Après la révolte politique, les mouvements sociaux se multiplient en
Egypte, amenant l'armée, qui détient les pleins pouvoirs depuis la chute du
président Hosni Moubarak, à appeler lundi à l'arrêt des grèves pour ne pas
entraver la reprise économique. Des arrêts de travail et des manifestations ont
lieu dans les transports, la banque, le pétrole, le textile et même des médias
officiels et certains organismes gouvernementaux, pour demander des hausses de
salaires et de meilleures conditions de travail, selon des sources syndicales
et associatives. Le Conseil suprême des forces armées a déclaré, dans un
communiqué lu à la télévision d'Etat, que «les Egyptiens honorables voient que
ces protestations en ce moment délicat» ont des «conséquences négatives» pour
le pays. La Bourse du Caire, fermée depuis plus de deux semaines, a fait savoir
qu'elle ne reprendrait pas ses activités avant dimanche (premier jour ouvré de
la semaine en Egypte) en raison des perturbations dans le secteur bancaire. Au
pied du Sphinx et des célèbres pyramides de Guizeh, plusieurs centaines de
guides touristiques égyptiens, au chômage technique faute de clients, ont
organisé un rassemblement pour appeler les visiteurs à revenir. «Reviens, komm
wieder, come back, vuelve!»: ils se sont succédé à la tribune pour appeler dans
toutes les langues les vacanciers à reprendre le chemin de l'Egypte. Sur le
plan politique, des cyber-militants, à l'origine de la révolte qui a provoqué
la démission vendredi du président égyptien Hosni Moubarak, ont rencontré
l'armée pour discuter des réformes démocratiques promises, après la dissolution
du Parlement et la suspension de la Constitution. Selon eux, les militaires ont
l'intention de proposer des amendements à la Constitution dans les dix
prochains jours et de soumettre ces changements à un référendum dans deux mois.

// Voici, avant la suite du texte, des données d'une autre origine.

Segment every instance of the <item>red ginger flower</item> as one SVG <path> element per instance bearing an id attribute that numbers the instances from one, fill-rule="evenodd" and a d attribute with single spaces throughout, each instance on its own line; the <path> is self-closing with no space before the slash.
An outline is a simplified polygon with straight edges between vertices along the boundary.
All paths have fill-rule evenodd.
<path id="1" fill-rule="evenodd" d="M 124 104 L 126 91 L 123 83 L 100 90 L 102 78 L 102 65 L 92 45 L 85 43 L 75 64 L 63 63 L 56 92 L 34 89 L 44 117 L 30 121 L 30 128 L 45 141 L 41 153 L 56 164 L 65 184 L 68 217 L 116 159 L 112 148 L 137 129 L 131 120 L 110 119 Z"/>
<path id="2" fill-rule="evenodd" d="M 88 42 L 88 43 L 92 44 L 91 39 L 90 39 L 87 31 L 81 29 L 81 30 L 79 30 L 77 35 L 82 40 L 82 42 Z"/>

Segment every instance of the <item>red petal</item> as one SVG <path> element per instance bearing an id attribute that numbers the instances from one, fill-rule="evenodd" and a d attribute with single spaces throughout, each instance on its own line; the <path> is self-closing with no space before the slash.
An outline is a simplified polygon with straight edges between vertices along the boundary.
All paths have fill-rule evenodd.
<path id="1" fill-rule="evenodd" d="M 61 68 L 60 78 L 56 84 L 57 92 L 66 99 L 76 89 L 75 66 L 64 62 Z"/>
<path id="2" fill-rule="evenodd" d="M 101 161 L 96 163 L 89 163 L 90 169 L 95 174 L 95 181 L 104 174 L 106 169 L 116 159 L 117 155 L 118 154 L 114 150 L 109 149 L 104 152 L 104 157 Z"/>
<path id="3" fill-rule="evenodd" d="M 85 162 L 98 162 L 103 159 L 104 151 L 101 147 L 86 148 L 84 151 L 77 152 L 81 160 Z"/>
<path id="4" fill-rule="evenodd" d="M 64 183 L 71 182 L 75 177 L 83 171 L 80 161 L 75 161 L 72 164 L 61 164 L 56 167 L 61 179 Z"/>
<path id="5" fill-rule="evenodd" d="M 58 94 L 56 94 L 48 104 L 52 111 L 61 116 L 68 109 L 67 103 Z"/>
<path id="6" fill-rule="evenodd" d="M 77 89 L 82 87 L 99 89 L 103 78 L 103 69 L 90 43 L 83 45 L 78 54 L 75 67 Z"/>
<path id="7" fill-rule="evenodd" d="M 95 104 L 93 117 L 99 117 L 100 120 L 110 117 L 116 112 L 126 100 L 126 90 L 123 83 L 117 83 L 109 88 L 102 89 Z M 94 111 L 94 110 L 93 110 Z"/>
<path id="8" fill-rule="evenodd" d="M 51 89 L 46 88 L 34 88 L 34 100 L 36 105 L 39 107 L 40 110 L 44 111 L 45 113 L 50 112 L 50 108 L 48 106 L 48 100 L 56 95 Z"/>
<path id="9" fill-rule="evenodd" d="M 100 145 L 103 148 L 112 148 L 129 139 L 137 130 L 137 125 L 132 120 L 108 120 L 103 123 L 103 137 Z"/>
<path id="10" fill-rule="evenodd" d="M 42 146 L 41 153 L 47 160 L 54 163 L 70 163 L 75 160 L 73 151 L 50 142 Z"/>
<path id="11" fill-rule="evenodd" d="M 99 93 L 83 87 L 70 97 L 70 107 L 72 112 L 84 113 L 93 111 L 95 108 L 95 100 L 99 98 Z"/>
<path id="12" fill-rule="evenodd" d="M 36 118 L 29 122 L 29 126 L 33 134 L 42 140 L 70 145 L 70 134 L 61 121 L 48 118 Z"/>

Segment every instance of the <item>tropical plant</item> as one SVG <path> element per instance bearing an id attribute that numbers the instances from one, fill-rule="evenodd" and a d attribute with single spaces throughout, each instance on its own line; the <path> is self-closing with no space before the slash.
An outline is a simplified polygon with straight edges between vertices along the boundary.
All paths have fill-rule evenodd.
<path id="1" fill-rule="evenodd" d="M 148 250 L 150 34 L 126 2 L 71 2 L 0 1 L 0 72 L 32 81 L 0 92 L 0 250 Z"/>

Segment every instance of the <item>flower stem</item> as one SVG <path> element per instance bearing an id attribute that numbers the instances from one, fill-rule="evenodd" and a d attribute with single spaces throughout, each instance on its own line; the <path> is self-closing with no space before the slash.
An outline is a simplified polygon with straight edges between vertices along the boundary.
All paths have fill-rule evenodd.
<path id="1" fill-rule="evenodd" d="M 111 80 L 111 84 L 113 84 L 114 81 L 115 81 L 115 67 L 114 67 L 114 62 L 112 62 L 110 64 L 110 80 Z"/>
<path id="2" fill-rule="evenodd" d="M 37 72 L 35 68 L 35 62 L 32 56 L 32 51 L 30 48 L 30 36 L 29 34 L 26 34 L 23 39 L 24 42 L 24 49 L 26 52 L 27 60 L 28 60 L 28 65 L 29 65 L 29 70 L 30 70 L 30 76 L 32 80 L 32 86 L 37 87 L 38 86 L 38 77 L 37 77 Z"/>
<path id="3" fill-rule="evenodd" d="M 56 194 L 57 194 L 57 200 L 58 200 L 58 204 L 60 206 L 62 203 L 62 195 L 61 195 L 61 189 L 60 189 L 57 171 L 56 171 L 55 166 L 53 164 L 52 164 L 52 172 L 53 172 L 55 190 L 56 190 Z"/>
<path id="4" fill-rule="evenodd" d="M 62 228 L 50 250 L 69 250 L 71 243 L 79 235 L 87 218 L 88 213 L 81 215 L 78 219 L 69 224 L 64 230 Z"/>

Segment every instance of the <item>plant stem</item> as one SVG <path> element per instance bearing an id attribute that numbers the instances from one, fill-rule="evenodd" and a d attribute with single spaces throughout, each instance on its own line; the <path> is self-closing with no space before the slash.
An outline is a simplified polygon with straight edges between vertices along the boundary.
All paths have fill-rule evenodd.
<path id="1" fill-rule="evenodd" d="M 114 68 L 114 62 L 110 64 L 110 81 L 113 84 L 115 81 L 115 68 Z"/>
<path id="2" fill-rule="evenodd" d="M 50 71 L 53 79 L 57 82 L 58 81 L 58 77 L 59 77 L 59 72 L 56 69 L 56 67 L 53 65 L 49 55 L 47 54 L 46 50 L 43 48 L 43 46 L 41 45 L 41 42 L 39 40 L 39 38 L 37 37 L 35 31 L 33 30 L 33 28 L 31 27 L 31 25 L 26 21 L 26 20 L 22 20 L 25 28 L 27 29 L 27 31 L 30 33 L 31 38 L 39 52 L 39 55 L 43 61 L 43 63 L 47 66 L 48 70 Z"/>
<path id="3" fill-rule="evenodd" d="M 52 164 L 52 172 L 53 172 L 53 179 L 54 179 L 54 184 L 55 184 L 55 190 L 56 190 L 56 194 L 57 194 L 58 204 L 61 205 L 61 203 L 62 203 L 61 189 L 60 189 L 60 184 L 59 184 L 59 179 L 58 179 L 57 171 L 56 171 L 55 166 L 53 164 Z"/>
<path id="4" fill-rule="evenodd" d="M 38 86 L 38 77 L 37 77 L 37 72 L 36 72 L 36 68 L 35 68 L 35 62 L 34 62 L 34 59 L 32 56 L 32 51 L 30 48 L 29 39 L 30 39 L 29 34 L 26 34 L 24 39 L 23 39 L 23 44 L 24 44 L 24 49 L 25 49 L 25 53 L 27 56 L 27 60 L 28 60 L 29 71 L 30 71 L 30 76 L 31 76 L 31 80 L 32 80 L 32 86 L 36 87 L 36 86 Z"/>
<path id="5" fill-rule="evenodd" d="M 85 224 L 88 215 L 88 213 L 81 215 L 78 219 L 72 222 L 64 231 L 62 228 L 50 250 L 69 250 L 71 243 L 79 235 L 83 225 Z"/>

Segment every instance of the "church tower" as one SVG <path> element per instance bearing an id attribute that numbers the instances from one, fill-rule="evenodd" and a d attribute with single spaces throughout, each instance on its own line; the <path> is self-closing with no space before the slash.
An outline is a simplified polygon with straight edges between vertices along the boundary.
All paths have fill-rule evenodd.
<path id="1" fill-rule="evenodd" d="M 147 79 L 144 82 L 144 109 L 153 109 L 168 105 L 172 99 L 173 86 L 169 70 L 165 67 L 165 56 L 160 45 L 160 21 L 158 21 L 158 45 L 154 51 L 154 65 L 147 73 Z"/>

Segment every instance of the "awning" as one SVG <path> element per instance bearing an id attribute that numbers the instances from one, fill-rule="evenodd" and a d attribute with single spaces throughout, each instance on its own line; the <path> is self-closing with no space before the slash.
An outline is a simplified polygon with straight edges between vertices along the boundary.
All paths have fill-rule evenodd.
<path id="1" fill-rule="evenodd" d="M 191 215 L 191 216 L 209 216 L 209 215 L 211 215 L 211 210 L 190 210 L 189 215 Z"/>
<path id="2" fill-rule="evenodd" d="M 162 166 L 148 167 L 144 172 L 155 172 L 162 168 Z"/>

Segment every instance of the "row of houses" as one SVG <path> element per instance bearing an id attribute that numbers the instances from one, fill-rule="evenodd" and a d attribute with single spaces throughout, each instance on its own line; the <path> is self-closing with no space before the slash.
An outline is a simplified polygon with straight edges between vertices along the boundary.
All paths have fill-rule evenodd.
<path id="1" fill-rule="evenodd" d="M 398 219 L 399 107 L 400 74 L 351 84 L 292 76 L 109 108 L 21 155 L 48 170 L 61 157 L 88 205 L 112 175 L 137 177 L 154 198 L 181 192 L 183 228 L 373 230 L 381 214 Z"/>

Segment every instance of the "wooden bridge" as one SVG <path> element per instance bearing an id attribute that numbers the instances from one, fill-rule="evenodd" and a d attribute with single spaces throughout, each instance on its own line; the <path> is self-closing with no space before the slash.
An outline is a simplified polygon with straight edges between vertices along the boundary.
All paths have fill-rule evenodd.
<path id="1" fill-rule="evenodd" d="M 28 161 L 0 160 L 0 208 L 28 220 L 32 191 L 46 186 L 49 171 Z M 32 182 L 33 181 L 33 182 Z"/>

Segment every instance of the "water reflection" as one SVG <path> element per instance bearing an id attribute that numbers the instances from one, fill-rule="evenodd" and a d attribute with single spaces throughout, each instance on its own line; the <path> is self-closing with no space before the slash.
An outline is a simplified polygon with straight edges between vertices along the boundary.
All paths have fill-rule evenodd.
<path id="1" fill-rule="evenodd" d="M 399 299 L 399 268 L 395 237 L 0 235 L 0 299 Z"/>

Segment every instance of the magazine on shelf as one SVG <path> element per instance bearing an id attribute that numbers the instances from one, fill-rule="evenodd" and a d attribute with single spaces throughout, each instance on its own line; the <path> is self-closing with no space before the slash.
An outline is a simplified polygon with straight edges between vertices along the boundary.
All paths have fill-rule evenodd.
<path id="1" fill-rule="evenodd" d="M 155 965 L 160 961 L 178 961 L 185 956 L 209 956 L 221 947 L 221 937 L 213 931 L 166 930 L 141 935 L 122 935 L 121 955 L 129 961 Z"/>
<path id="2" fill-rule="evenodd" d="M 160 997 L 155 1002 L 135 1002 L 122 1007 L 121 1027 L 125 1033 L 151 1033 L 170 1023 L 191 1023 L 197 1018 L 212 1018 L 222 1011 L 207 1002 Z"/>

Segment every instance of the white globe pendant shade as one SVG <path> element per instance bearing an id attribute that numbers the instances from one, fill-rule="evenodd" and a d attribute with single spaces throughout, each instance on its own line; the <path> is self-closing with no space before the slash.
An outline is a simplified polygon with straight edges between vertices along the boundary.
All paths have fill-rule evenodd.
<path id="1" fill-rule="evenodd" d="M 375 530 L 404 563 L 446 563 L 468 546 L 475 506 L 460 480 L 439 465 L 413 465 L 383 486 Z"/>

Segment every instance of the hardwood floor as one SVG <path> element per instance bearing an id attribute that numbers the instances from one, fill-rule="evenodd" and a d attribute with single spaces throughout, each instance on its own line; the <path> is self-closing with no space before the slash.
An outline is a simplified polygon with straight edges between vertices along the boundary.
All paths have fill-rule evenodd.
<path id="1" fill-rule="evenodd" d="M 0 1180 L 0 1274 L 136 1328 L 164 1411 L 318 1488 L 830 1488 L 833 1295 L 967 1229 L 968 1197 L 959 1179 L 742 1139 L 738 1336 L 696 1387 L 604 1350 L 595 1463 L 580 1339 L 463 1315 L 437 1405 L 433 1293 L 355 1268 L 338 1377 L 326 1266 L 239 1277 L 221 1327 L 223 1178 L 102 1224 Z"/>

Le Conseil suprême des forces armées a indiqué dimanche qu'il prenait «en
charge la direction des affaires du pays provisoirement pendant six mois, ou
jusqu'à la fin des élections législatives et de la présidentielle», tout en
maintenant, pour la gestion des affaires courantes, le gouvernement formé par
M. Moubarak le 31 janvier. «L'armée a affirmé qu'elle n'aspirait pas à gouverner
l'Egypte, et que l'avenir de l'Egypte résidait dans un pouvoir civil», ont
affirmé deux cyber-militants, Waël Ghonim, un jeune informaticien du géant
américain Google devenu icône du soulèvement, et le blogueur Amr Salama. La
presse égyptienne, quant à elle, multipliait les récits sur les derniers jours
de M. Moubarak. L'ancien président est présenté comme un homme plongé dans la
confusion, entre un ministre de l'Intérieur qui lui cachait la vérité sur
l'ampleur des manifestations, et son fils Gamal, dauphin présumé, qui le
poussait à adopter une ligne dure. Les deux fils de M. Moubarak en seraient
pratiquement venus aux mains, l'aîné Alaa accusant Gamal d'avoir «sali l'image»
de leur père en inspirant un de ses discours qui a provoqué la colère de la foule.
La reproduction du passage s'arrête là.